If you read last week’s story you know that staying in oneplace was not my specialty. As a child I had the tendency to wander off where my imagination and little feet would take me. Being the fourth of five children it was easy to wander off unnoticed. Or at least it would have been easy except for my nosey neighbor Mrs. Gilman.

She would sit on her front porch watching all the happenings in the neighborhood. Frequently she would call my mother, “Mrs. Johnson, do you know where Marty is?” My mother would look out the back window into the yard where she had left me and then have to admit to Mrs. Gilman that she actually did not know where I was.  “Well she’s out in the street playing in mud puddles.

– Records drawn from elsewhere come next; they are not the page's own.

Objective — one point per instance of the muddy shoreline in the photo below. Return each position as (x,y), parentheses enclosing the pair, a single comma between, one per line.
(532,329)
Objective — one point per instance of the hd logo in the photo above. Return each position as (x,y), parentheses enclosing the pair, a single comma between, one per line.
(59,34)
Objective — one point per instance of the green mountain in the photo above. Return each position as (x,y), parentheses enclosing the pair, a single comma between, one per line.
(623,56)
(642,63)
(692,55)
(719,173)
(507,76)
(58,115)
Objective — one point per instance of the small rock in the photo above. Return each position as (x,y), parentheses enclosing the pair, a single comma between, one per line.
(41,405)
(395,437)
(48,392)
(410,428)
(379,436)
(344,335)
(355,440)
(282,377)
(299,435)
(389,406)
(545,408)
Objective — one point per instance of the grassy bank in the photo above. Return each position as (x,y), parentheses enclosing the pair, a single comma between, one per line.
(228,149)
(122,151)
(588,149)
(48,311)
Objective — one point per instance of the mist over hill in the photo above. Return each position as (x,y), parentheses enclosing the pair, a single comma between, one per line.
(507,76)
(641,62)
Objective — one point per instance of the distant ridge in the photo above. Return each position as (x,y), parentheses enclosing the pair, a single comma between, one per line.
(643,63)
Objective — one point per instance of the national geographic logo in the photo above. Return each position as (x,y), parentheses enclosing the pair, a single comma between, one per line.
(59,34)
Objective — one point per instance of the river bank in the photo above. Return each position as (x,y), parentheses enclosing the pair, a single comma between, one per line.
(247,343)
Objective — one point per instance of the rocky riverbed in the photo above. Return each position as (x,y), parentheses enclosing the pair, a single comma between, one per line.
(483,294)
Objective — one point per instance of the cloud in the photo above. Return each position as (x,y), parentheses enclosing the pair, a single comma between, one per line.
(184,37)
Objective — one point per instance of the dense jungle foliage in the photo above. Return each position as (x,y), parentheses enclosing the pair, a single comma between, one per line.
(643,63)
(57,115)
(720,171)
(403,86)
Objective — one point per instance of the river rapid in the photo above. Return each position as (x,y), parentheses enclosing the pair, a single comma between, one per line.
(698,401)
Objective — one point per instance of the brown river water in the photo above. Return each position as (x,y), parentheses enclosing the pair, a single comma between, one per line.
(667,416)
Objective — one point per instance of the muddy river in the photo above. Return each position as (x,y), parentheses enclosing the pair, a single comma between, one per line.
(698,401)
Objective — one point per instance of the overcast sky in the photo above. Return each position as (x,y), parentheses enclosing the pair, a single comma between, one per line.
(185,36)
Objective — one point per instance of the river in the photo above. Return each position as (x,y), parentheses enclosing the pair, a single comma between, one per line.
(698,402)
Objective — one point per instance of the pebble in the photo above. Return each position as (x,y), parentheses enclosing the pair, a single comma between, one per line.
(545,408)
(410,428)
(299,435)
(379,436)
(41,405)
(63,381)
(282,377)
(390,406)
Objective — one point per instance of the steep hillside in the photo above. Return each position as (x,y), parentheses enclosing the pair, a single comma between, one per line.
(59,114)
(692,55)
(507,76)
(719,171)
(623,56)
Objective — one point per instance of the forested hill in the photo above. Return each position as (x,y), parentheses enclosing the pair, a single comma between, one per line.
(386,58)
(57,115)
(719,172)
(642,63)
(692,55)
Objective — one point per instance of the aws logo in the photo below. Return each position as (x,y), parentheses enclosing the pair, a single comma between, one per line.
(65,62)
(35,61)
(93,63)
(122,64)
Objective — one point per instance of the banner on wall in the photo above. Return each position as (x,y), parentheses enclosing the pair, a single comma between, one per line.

Do you know how dangerous that it. She’s just a little girl. It’s just not safe blah blah blah . . .”

Finally mom grew tired of Mrs. Gilman and informed my dad that on Saturday mornings I was his responsibility. Dad rose to the challengeand engaged me in a wonderful building job in the back yard. We went to the lumber store and spent several Saturdays building in the back yard. I worked with dad banging nails and painting. I didn’t know what we were building until it was finished and my dad placed many of my toys inside and closed the gate leaving me inside. It was a pen meant to contain me! Oh NO, that was not happening; I climbed out and chased my dad back into the house.

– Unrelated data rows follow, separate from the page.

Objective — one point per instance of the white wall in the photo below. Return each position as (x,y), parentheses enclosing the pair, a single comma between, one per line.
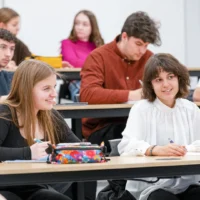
(44,23)
(192,30)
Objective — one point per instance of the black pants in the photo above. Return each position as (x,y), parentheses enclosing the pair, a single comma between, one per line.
(112,131)
(42,194)
(192,193)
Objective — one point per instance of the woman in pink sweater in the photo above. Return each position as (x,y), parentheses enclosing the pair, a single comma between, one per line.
(84,37)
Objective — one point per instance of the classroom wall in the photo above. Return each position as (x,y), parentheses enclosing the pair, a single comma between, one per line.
(44,23)
(192,30)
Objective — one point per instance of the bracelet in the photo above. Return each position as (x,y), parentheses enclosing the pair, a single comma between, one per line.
(151,150)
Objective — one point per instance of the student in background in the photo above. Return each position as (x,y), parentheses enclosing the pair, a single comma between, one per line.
(112,72)
(84,37)
(7,48)
(28,115)
(162,115)
(10,20)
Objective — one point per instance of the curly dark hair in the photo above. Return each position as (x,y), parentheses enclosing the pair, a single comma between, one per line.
(95,36)
(140,25)
(168,63)
(7,36)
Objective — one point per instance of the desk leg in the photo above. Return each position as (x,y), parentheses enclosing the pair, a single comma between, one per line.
(77,128)
(80,191)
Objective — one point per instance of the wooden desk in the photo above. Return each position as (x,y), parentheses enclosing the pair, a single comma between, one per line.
(116,168)
(93,111)
(70,73)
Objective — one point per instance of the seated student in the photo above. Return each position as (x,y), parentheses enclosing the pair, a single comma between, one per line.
(111,74)
(162,115)
(196,94)
(84,37)
(10,20)
(7,47)
(29,114)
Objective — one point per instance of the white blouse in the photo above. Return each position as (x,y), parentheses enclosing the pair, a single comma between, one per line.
(153,124)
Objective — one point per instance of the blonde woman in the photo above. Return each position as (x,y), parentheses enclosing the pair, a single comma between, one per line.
(28,114)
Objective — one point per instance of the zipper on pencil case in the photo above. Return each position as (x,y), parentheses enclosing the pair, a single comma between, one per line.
(79,148)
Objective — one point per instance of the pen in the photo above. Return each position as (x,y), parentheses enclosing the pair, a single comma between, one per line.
(171,141)
(37,140)
(141,83)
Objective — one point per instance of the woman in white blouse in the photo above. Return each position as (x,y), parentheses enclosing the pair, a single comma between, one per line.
(162,115)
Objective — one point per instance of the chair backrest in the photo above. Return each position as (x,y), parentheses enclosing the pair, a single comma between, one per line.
(113,145)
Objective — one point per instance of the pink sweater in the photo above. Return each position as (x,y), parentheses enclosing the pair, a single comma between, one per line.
(76,52)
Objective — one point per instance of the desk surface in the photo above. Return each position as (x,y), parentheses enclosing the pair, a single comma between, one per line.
(114,163)
(117,168)
(68,69)
(93,106)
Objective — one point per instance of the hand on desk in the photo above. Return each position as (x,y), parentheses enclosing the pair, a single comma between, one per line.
(11,65)
(66,64)
(168,150)
(135,95)
(38,150)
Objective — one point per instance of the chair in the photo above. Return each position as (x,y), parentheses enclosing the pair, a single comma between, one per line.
(115,190)
(113,145)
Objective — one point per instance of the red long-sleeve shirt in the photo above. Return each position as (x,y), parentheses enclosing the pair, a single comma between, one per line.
(106,78)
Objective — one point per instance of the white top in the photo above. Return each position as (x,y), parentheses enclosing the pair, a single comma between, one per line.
(152,124)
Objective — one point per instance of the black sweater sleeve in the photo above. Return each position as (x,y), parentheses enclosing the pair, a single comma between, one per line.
(8,136)
(65,133)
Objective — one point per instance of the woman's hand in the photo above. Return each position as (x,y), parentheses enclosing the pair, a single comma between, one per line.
(168,150)
(66,64)
(38,150)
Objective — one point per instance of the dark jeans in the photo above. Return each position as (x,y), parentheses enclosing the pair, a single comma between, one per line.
(42,194)
(192,193)
(112,131)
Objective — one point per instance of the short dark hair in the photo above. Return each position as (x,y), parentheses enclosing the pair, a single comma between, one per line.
(7,36)
(167,63)
(140,25)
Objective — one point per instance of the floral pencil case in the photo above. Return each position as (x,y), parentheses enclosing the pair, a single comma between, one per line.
(75,154)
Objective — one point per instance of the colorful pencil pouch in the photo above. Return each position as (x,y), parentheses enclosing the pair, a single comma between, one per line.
(78,154)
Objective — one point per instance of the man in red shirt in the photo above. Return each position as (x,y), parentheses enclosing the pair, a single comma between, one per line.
(111,74)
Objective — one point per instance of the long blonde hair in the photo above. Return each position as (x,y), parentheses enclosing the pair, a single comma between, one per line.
(20,100)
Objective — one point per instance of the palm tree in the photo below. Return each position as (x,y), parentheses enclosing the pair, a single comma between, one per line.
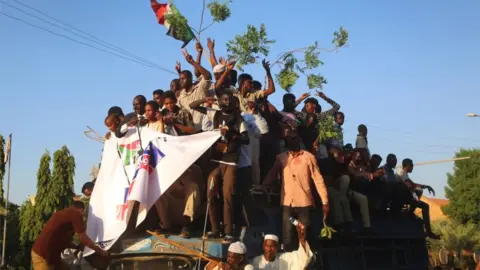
(459,239)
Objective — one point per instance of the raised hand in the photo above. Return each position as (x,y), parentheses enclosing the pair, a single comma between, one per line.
(198,46)
(178,67)
(266,65)
(321,94)
(188,57)
(231,65)
(210,44)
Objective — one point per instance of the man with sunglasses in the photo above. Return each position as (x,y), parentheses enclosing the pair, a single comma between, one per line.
(298,168)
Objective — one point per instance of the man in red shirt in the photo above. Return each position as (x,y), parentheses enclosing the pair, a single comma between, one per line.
(57,235)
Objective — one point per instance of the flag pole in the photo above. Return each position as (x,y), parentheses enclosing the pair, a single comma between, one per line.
(9,153)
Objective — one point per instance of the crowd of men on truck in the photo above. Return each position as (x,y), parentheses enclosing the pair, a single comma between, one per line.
(260,145)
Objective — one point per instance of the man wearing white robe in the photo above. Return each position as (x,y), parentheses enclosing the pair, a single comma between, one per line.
(271,260)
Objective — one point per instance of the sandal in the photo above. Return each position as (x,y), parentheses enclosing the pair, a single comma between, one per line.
(185,233)
(228,239)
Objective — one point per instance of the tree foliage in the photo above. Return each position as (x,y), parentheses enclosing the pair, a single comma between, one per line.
(45,198)
(291,66)
(328,129)
(463,188)
(218,11)
(27,236)
(246,48)
(62,178)
(456,237)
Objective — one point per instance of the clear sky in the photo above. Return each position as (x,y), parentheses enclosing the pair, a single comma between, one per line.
(410,73)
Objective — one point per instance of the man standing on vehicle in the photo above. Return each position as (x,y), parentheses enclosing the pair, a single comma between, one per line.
(298,259)
(57,235)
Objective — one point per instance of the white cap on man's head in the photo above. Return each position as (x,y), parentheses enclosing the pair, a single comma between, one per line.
(238,248)
(219,68)
(271,237)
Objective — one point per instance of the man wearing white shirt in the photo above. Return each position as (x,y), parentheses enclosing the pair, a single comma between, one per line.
(271,260)
(236,259)
(412,199)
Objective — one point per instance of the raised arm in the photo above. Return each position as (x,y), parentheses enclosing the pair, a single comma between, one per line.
(335,106)
(221,80)
(198,60)
(271,84)
(205,74)
(211,49)
(197,106)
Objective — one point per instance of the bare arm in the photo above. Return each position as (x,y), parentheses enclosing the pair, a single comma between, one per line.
(86,241)
(198,60)
(197,106)
(211,49)
(318,180)
(271,83)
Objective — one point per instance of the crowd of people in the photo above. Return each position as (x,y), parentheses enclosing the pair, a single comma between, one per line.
(262,145)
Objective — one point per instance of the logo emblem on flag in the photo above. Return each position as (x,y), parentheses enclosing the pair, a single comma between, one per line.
(148,162)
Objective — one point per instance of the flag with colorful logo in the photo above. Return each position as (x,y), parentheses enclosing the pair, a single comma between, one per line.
(138,169)
(8,148)
(180,30)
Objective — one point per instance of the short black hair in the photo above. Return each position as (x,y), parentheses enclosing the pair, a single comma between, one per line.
(311,100)
(244,77)
(153,104)
(407,162)
(115,110)
(159,92)
(141,98)
(257,85)
(288,96)
(187,73)
(78,204)
(170,95)
(88,185)
(390,156)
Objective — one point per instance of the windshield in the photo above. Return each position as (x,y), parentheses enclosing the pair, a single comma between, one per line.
(152,262)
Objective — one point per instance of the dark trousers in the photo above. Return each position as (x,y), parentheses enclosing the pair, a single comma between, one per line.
(244,202)
(224,178)
(289,232)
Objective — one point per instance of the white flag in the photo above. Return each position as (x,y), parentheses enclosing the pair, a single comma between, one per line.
(125,175)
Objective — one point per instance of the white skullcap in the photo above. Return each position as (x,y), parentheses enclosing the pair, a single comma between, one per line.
(271,237)
(219,68)
(238,248)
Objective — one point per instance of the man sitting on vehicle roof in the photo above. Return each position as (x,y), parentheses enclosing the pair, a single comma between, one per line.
(271,260)
(236,259)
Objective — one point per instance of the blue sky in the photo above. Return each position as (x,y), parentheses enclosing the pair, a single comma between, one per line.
(410,73)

I grabbed his hand and said, “What are we going to do next?” He looked down at me, then back outside at the pen and answered, “I guess we’ll take it down now.”  We did.

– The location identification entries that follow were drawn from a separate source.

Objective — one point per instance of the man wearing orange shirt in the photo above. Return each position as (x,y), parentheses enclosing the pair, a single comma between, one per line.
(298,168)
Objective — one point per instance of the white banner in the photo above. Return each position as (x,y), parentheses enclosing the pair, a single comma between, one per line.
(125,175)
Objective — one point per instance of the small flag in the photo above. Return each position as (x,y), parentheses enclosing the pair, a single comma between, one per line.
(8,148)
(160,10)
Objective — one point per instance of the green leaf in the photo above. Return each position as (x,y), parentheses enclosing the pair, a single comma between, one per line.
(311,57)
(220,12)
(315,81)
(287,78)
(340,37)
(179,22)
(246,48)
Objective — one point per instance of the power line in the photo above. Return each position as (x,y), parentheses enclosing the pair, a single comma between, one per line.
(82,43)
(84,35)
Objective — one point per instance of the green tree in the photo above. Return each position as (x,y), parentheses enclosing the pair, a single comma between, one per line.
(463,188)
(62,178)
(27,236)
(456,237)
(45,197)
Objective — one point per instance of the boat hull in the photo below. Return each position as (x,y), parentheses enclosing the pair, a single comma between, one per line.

And that is how it came to pass that I spent Saturday mornings at the Forest Park Zoo. We would get up early, make pancakes for everyone and then head out to the zoo. We’d walk down Magnolia Terrace, across the meadow, down the wooded path and up to the front gate.

We visited the lions, tigers, giraffes, the reptiles and the bird house. But best of all, we ended up at the Polar Bear’s cage. My dad would stare at that bear pacing back and forth, back and forth until finally the bear would stop pacing and stare back at my father. I would stand quietly next to my dad watching him watch the bear and the bear watching him. It seemed to me they could stare at each other for hours.

And that was what we did every Saturday for weeks and months and years. One day as we walked home I asked my dad what the bear said to him. He walked on for awhile and then finally stopped at the end of our drive way and said, “Out. The bear says ‘Out.’ “  I could certainly relate to that. Out was my favorite word.

One Saturday morning Dad and I headed out to the zoo as usual. We walked down Magnolia Terrace, across the meadow, down the path through the woods and into the zoo.  We made our usual rounds and arrived at the Polar Bear cage. It was empty.

My dad stared into the empty cage for a long time. I stared at my dad and then stared into the cage where nothing was staring back. After what seemed like an eternity, the zoo keeper came over to my dad and said, “Mr. Johnson, I am very sorry to tell you this but a teenage boy tried to break into the bear cage this week.” He pointed up to the corner of the cage that had been cut open. He explained to my dad that the bear had mauled the boy’s leg. He assured us that with the exception of many stitches, the boy was fine and would heal with no problems. He then said to my dad, “I’m very sorry to tell you that we had to shoot the bear.”

My dad did not say a word. He just continued to stare into the empty cage. He stared and nothing stared back. I stared at my dad staring into that cage and saw nothing staring back at him. Dad remained silent and frozen in that spot. I stayed frozen next to him until he finally crabbed my hand and whispered, “Let’s go home, Marty.”

We walked through the zoo, up the path through the woods, across the meadow and down Magnolia Terrace. We were almost to the end of the drive way when my dad stopped, shook his head and said, “They should have shot the kid.”